Firstly, to follow-up on the transposition process of the Copyright DirectiveArticle 18; authors’ right to proportionate remuneration.

SACD has mobilized European screenwriters and directors to sign an open letter to the French President Macron, urging the Presidency to be ambitious and support European authors:

“There is one model within the EU which has been in place for many years in Belgium, France, Italy, Poland and Spain. This model is based on the recognition of a right to proportional remuneration, by entrusting the authors' societies that represent authors with the task of negotiating with broadcasters and digital platforms, is the best guarantee that a world of discounted author’s right will not triumph in Europe, a world in which authors could be deprived of their rights and excluded from any future earnings on their works, without benefiting from the labour collective protections of the Americans.

Secondly, to install protection for cultural asset to stay in Europe.
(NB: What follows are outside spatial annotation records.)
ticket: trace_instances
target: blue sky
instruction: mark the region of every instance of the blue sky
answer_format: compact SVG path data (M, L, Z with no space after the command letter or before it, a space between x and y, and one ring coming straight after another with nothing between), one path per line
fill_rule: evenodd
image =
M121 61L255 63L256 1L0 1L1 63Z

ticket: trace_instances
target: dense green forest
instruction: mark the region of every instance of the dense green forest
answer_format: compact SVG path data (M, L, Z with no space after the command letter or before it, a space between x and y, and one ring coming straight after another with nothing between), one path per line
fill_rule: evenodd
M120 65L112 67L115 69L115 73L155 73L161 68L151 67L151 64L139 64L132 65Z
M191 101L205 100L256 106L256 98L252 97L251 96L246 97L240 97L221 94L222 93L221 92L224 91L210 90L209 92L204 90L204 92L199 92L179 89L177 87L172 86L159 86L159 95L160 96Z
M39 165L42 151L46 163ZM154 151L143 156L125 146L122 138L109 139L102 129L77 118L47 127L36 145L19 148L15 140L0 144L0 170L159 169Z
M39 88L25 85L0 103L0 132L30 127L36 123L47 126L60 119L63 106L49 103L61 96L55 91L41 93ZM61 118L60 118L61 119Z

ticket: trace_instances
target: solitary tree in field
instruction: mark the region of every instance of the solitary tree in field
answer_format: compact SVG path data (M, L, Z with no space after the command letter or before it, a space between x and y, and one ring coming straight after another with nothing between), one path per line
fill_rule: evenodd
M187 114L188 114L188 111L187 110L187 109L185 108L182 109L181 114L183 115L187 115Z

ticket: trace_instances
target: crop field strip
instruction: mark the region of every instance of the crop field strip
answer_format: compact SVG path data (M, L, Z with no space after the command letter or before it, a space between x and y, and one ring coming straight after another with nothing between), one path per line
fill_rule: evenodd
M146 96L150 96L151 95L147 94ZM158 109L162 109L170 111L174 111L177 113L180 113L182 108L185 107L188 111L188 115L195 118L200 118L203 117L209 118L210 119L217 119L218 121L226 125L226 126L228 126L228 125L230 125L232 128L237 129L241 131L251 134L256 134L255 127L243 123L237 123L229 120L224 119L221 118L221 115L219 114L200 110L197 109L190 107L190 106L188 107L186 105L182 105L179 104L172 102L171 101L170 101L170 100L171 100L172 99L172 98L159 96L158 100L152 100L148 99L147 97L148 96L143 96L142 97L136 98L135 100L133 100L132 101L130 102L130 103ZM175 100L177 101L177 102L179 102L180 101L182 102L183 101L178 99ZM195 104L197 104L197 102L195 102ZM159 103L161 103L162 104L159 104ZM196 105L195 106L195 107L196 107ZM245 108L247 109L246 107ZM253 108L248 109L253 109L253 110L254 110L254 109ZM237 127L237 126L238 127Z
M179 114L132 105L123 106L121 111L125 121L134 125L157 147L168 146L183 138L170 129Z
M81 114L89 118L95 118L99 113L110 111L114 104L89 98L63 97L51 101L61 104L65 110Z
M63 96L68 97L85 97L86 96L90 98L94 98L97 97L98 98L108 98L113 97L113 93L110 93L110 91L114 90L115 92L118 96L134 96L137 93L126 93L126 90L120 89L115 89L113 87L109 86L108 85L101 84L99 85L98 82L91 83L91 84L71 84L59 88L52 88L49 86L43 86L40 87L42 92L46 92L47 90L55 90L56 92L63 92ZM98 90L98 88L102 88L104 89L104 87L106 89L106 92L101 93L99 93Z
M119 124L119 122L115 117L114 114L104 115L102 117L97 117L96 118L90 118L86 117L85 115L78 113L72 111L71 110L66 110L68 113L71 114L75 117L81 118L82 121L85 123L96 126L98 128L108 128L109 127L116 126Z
In France, a new law was adopted last year, regulating that ownership of a film catalogue by non-European companies shall not have the effect of removing the availability of the works from the European market when buying the exclusive right. Member States should be encouraged to take similar regulatory initiatives said Patrick Raude and explained that it is important in order to avoid that film catalogues may be bought by for example the US or China and the works can be withdrawn from the market, for political, economic, or other reasons. The European Commission, for its part, must consider new mechanisms for protecting catalogues and works which are strategic assets for Europe.

Thirdly, to promote distribution channels for European works.

The quality and quantity of European works is high, but it is sometimes hard to access, and producers and creators must often go through companies based outside the EU, to make them available on the European market, explained Patrick Raude. In addition to those non-EU platforms, which are very much welcome and can provide interesting opportunities for European authors, we need a European platform for film and TV works, including public service broadcasters. ARTE is a platform available in 6 languages (FR, DE, EN, ES, PL, IT), however it must be scaled-up and made visible for a larger audience.

On my last question, whether Patrick Raude believed that the French Presidency of the EU Council can deliver on the expectations, he answered reassuringly that the French government seems to be very committed to carry cultural topics forward, but it will obviously depend on other Member States and the European Parliament. The upcoming French elections in April and June and the current situation related to Covid and Omicron’s variant are an additional difficulty. For instance, due to the speed of the Omicron infections, the French Presidency has cancelled its initial plan to organise in-person Cultural Summit and activities in Angers this January, an in-person event that was very promising for European culture.